Analyzing Majors Data (70 pts)

Follow the general process from the previous part. Answer the following questions, and show your work by creating a script called majors_analysis.sh, labeling the output. Save the output from your script in majors_analysis.out and analyze the data in majors_analysis.txt. Your analysis is just meant to be a reflection on what you did in answering the questions. It's not long. (It will include answers to two questions at the end too.)

Your data file is majors.txt You'll have to figure out what the contents of the file is (there are no headings).

  1. How many students are in each class year?
  2. How many students are expected to graduate this year?
  3. What is the most popular degree being pursued?
  4. How many students are still undecided?
  5. How many students are pursuing a second major?
  6. What are the 5 most popular first majors (may include undecided)?
  7. How many students are pursuing CSCI as their first major and where does CSCI rank in popularity for first majors?
  8. This one will probably require you to create some files from the data. (Using Unix commands; do not do this manually. Should not include "blank" second majors.) What are the 10 most popular majors? Where does CSCI rank among all majors?
  9. The History department offers seval different concentrations in their major, as indicated by the last two letters in the major name.
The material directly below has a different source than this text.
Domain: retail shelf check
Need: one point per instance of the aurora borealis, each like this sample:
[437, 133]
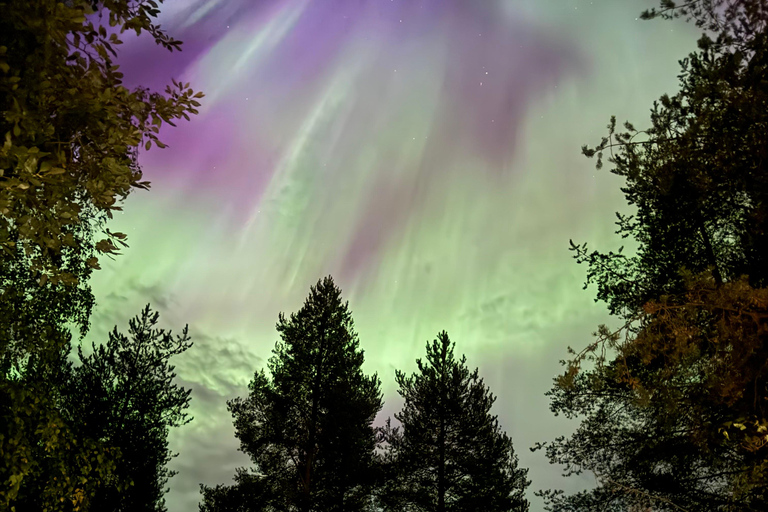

What are the various concentration/majors that the history department offers? (Just the last two letters.)
  10. Pose one question that you'd like to answer about this data and answer it. Discuss in the analysis document.
  11. Finally, you could have solved these problems (for each objective) using a Python (or other high-level programming language) program. What are the benefits/limitations/tradeoffs of using the Unix commands? Discuss in the analysis document.

Finishing up: What to turn in for this assignment

Use your script to submit your assignment to the turnin directory.